Well at least the offense appears to be clicking.
But the Pacers' lauded defense was nowhere to be seen, allowing open jumpers and back cuts to the basket all night long in a very disappointing 114-110 loss in OT.
The Pacers shot 54.3% from the field, which is almost unheard of for them, but they allowed 98 points in regulation and 16 more in overtime while allowing the Jazz to shoot at 53%. Even though they dominated the boards 41-28, the allowed about a zillion offensive rebounds in OT (in a row, mind you) and were extremely sloppy with the ball, turning it over 21 times with lazy passes and poor ball protection.

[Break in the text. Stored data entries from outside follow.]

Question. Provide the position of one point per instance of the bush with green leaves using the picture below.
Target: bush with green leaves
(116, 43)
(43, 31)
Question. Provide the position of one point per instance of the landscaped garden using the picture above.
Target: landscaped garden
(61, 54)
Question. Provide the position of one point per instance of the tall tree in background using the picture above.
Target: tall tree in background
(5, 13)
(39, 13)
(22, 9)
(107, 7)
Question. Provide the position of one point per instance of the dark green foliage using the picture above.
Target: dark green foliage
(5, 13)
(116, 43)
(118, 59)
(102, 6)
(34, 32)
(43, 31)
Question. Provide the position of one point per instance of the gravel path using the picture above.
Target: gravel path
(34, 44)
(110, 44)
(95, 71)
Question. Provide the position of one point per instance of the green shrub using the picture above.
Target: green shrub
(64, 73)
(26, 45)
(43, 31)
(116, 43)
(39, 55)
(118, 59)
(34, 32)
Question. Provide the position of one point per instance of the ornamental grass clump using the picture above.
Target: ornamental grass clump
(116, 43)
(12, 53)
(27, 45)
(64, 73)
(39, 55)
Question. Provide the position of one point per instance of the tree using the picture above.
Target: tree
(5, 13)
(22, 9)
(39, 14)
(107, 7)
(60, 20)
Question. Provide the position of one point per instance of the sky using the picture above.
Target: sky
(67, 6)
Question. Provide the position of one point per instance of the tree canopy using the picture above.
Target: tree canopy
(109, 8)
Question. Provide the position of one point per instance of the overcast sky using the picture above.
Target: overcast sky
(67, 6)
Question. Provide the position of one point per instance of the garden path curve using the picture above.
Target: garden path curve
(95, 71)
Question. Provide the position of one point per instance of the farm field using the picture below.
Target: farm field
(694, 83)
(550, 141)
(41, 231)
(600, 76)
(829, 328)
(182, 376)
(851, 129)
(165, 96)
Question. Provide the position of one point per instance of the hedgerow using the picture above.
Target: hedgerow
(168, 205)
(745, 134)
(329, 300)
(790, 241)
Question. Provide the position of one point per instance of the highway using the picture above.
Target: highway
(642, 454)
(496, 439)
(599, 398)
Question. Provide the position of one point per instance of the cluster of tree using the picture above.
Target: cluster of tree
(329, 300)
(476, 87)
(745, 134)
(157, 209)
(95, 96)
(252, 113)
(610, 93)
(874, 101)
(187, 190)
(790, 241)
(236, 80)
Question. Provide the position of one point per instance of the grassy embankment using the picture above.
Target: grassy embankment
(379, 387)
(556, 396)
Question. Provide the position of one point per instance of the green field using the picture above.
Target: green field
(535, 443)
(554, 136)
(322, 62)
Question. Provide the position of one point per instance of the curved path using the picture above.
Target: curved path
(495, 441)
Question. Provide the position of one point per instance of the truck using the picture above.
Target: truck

David West had 24, newly minted All-Star Paul George had 23, George Hill had 22 and Roy Hibbert had 14 and 12, but was repeatedly burned by the Jazz on the defensive end. DJ Augustin was the standout off the bench with 11, and it's good to see him finally gaining some confidence. Gerald Green, by the way, was sent back to be analyzed by doctors after complaining of feeling ill lately. Hopefully it's nothing serious.
Anyway, the Pacers played bad enough for most of the game but not bad enough to be blown out. Somehow, thanks to a trio of turnovers from Gordon Hayward, they came back to push the game into OT. And even when it looked like the game was over in OT, the Pacers managed to hit some ridiculously tough three-pointers (first Paul George then George Hill) to cut the game back to a one-possession game.
Then something strange happened. With just a few seconds to go, Al Jefferson inbounded the ball from his own baseline and it clipped the backboard on its way in, and was tapped around before it ended back in his hands and he was fouled, effectively ending the game.
There was a lot of confusion and the refs ruled that the ball had clipped the side/bottom of the backboard, meaning that it was not a violation.
According to Rule 1(c) of the NBA Rules:
c. Five sides of the backboard (front, two sides, bottom and top) are considered in play when contacted by the basketball. The back of the backboard and the area directly behind it are out-of-bounds.
Based on this rule, it meant that the ball was in play and the no-call was correct. However, it is arguable that the ball at least hit some of the back of the backboard, considering Jefferson was inbounding from behind the baseline, and photos showed the ball hit the bottom right corner from behind.
Moreover, I think this rule should have in any case been overruled by Rule 8 Section III (f) of the NBA Rules:
f. A throw-in which touches the floor, or any object on or outside the boundary line, or touches anything above the playing surface is a violation. The ball must be thrown directly inbounds.
The backboard is, technically, within the boundary line and therefore above the playing surface. I didn't write the rules but I don't know how else to interpret this other than that a throw-in that touches any part of the backboard on its way in is a violation, and the ball should have gone to the Pacers. Then again, a player is also "anything" above the playing service, so perhaps the rules are just badly written and don't make sense.
Not to say the ruling cost the Pacers the game, because quite honestly they didn't deserve to win it and should never have allowed themselves to be in that position in the first place.
The loss shouldn't be all that surprising considering how unstable the Pacers have been on the road, and this is the third game of a tough Western Conference road trip. The last leg of the trip is in Denver, and the Nuggets have traditionally been a horrible matchup for the Pacers. It will take one of their best efforts of the year to get the win.